Well‐Designed Highly Conjugated Covalent Organic Frameworks as Light Responsive Oxidase Mimic for Effective Detection of Uric Acid

Abstract

Covalent organic frameworks (COFs) are widely used in photocatalysis due to their periodic π–π arrays, high crystallinity, and adjustable bandgap. Herein, a new strategy for integrating polyphenyl building blocks in COFs is presented to improve the photocatalytic efficiency. To implement this strategy, a series of COFs with different numbers of phenyl groups are successfully designed and synthesized.
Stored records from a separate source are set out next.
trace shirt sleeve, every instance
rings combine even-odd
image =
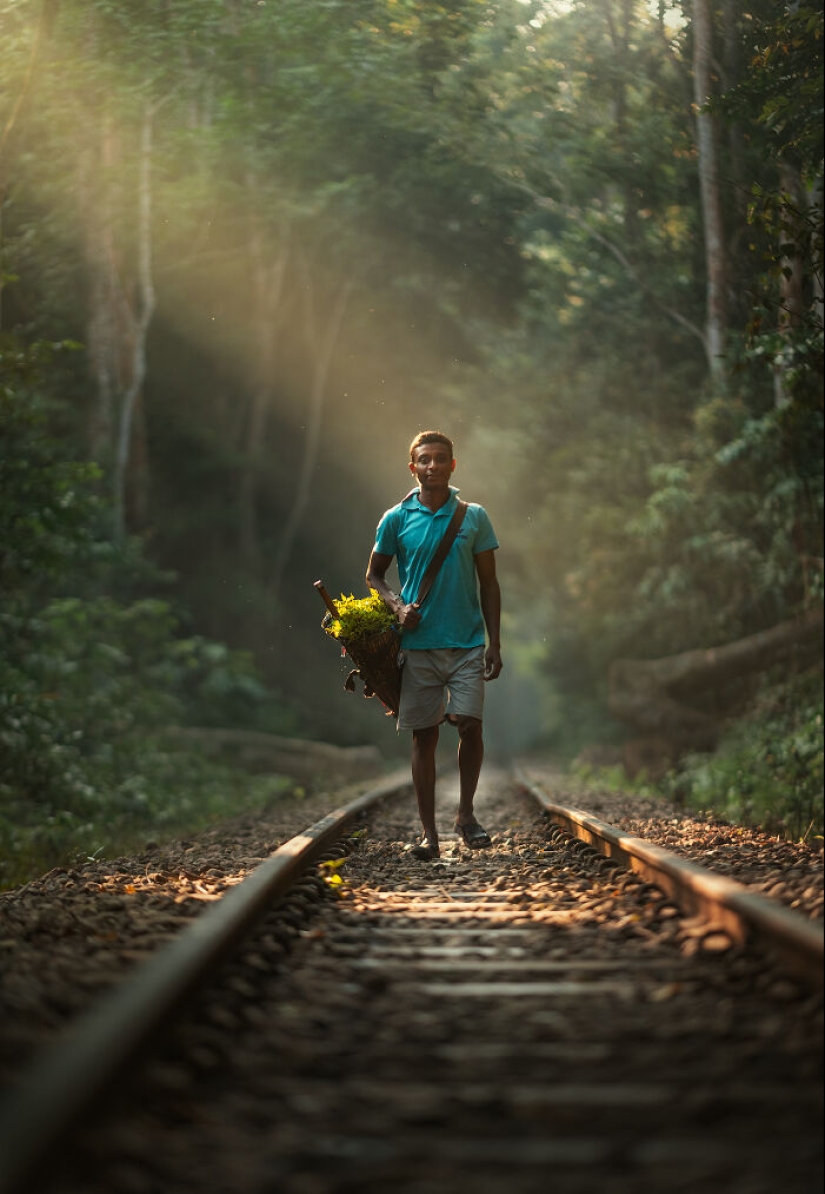
[[[475,536],[473,540],[473,555],[480,555],[481,552],[491,552],[498,547],[498,538],[495,537],[493,524],[490,521],[490,515],[484,506],[479,506],[478,509],[479,513],[475,527]]]
[[[388,510],[381,516],[375,531],[375,550],[381,555],[398,555],[398,512]]]

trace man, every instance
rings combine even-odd
[[[424,830],[424,839],[412,853],[425,861],[439,856],[436,746],[444,720],[458,731],[456,832],[470,849],[491,844],[475,819],[473,800],[484,758],[484,684],[501,671],[501,595],[495,576],[498,541],[481,506],[468,504],[426,602],[419,608],[415,601],[458,501],[457,490],[450,485],[455,467],[452,443],[445,435],[421,431],[415,436],[410,445],[410,472],[418,488],[381,518],[367,570],[368,585],[395,614],[401,628],[405,664],[398,727],[412,731],[412,776]],[[386,579],[394,556],[400,596]]]

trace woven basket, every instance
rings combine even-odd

By varying the number of phenyl units in the precursor, the COFs exhibit different bandgaps, band‐edge positions, carrier mobilities, and interfacial transfer resistances. The corresponding characterization reveals that the photocatalytic capacity of COFs increases with the number of phenyls in the basic structural unit. Further, under visible light irradiation, the COFs prepared from 1,3,5‐tris [4‐amino(1,1‐biphenyl‐4‐yl)] benzene (TABB) and 1,4‐benzenedicarboxaldehyde (BDB) (named TABB‐BDB COF) exhibit superior light‐responsive oxidase‐mimicking characteristic, which can catalyze the oxidation of 2,2′‐azino‐bis (3‐ethylbenzothiazoline‐6‐sulfonic acid) (ABTS). Based on the aforementioned characteristics, TABB‐BDB COF is designed as a robust colorimetric probe for the inexpensive, highly sensitive, and rapid detection of uric acid (UA) with a linear range of 5–160 mg L−1. This study not only demonstrates COFs‐based light‐response oxidase mimicking for efficient UA detection but also provides an intelligent tactic for boosting the photocatalytic competence of COFs.